オルガ・トカルチュクの人となり――博学的な情熱によって、生き方としての越境を試みる

オルガ・トカルチュクは1962年、ポーランド西部、ドイツ国境に程近いルブシュ県スレフフに生まれた。ワルシャワ大学で心理学を専攻。在学中から養護施設でボランティアを経験し、卒業後はセラピストとして研鑽を積む。こうした心理学の知識と実地経験はその後の創作に大いに生かされることになる。

1993年、『本の人びとの旅』で本格的に文壇にデビュー。ポーランド出版協会新人賞を受賞。1996年出版の第三作『プラヴィエク村とそのほかの時代』は国内で最も権威ある文学賞ニケ賞の読者賞を受ける。本は十八か国語に翻訳され、この成功によって自身の出版社を国内に設立、執筆に専念する環境を整えた。

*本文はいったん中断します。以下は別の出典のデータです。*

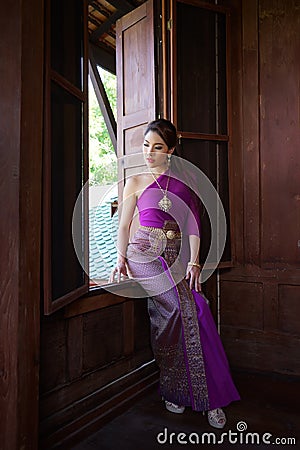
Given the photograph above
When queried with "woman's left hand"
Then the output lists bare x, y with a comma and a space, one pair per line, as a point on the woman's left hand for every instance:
193, 275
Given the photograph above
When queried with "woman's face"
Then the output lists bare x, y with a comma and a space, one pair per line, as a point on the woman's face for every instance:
155, 150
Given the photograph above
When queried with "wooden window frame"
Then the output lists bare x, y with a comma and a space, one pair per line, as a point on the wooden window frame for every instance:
173, 99
51, 305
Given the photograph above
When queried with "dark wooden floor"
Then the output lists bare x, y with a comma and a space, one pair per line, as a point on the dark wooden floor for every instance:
270, 404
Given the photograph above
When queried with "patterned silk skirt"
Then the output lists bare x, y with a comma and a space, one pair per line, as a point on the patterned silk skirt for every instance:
187, 348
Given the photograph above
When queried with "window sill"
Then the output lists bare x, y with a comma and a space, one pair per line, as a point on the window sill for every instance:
100, 297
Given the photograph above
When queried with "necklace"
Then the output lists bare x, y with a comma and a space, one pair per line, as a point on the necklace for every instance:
165, 203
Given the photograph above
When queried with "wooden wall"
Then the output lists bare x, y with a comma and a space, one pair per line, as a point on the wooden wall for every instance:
92, 355
21, 112
260, 296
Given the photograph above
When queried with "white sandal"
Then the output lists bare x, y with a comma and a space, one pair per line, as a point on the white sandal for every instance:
172, 407
216, 418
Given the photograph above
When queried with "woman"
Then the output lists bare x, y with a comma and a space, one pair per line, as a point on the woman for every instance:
193, 367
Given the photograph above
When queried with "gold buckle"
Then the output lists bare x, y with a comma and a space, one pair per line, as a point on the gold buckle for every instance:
170, 234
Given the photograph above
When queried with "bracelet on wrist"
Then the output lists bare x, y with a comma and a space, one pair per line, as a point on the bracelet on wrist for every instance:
191, 264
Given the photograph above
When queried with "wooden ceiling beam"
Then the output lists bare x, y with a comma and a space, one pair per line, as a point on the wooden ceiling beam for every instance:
103, 102
104, 28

ユニークな比喩表現や詩的な叙情性、神話と日常が不可分に混じり合う作品世界は、ラテンアメリカ文学のマジック・リアリズムにも比される。自著『逃亡派』に関し、作家自身はこう言う。「この世界の幾百万の人々が、常に探求の旅に出ている。でも、一体何を探しているか判らない。こういう人々を何と呼ぶか。このテーマから幾つかインスピレーションを得ました」。

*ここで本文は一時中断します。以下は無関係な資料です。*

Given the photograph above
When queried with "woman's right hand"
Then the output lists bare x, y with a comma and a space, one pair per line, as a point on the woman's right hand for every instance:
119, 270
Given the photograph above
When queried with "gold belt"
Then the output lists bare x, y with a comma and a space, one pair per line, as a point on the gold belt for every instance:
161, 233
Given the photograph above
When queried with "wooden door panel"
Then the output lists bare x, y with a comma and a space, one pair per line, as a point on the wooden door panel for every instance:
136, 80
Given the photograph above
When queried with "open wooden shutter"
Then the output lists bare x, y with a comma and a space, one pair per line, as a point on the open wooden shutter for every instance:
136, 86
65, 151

『逃亡派』は、旅は世界中の誰にとっての日常でもある、そういう時代の小説と言える。古来、旅は文学の主要モチーフだった。神話や伝説、聖書の中で、人は常に旅をしている。『オデッセイア』も『神曲』も、一種の紀行文学だ。それに、何らかの理由で母国を離れた亡命者の筆による亡命文学もまた紀行文学の変種と捉えるなら、ポーランドにはこのジャンルにおいて独自の複雑な系譜が存在する。
列強に分割され、国自体が消失した経験。占領支配の記憶は、文学史に執拗に影を落とす。そうした作品に描かれる異郷は、しばしば恐れや孤独や疎外感の源であったり、自己発見を促す一種の鏡像であったりする。また、社会主義政権下のポーランドでは、個人は今ほど好き勝手に旅することは許されておらず、文学者の旅も独特の意味を帯びていた。

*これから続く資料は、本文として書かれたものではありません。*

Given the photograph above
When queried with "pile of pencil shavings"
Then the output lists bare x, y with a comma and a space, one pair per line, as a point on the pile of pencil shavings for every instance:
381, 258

とはいえ、東欧革命から三十余年を経て、旅はかつての東側でも、とうに久しく日常である。国外に出るために特別な努力は要らず、従って「亡命」という現象も存在しない。それどころか、ポーランドは今やEUの一員なのだから。
『逃亡派』は、旅が世界中の誰にとっての日常でもある、そういう時代の小説である。